Verified end-to-end: .litertlm 20/20 on macOS, Android, Linux (T4 GPU), Windows (Lunar Lake), iOS; web probe in Chrome; .task 3/3 on Android (Pixel 8) and iOS Simulator. Legacy 18-test FFI gate stays green on every native platform.

Web `.litertlm` inference

Gemma .litertlm models run in the browser via @litert-lm/core (WebGPU + WASM, early preview). Text-only subset — no vision/audio/thinking/function-calling/LoRA yet; stopGeneration() is best-effort via conversation.cancel(); OPFS streaming (WebStorageMode.streaming) for models >2 GB. Documented in README under "Web .litertlm support & limitations".
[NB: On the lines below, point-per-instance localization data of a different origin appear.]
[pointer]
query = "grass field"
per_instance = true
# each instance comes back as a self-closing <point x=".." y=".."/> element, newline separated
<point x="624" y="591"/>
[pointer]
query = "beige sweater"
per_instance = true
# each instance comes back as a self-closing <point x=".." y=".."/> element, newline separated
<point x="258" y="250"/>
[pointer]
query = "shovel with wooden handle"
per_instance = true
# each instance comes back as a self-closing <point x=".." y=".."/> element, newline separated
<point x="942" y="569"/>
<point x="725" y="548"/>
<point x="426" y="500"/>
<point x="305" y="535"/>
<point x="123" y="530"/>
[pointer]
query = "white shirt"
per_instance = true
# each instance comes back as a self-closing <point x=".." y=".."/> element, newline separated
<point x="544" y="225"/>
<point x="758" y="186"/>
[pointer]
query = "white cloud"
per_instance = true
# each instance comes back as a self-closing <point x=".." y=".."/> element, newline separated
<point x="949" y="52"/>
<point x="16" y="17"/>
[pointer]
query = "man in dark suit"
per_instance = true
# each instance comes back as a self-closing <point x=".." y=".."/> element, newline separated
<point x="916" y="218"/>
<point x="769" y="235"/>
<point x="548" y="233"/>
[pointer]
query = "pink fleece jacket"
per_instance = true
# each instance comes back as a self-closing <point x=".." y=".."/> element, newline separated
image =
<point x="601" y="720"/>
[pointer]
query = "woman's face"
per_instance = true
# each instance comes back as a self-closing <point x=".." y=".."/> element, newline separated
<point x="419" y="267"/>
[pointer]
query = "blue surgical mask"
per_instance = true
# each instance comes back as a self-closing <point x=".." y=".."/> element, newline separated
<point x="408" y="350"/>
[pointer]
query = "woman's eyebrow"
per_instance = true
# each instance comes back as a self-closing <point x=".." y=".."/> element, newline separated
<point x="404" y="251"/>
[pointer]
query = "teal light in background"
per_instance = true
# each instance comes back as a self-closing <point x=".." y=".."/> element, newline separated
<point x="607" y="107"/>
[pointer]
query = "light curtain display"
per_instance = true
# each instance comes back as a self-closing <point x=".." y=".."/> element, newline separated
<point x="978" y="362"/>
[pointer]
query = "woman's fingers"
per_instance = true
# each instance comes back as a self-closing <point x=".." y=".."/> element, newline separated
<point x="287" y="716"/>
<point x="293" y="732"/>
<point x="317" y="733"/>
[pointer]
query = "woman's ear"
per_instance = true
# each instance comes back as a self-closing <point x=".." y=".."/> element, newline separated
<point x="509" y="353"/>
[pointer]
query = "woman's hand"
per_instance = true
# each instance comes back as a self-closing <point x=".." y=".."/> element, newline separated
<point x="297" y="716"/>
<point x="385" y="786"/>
Backend reporting (#288, thanks @merlinnot)

InferenceModel.activeBackend getter + NPU→GPU→CPU fallback on the FFI path with BackendInitException carrying per-attempt detail.

Other

Fix getActiveModel() after app restart (Get Active Model fails, even when plugin reports model is installed. #227): mobile + web auto-restore from prefs.
Web function calling, symmetric with the native FFI parsers.
Bump large_file_handler ^0.3.1 → ^0.4.0; add mutex ^3.1.0 (session serializer).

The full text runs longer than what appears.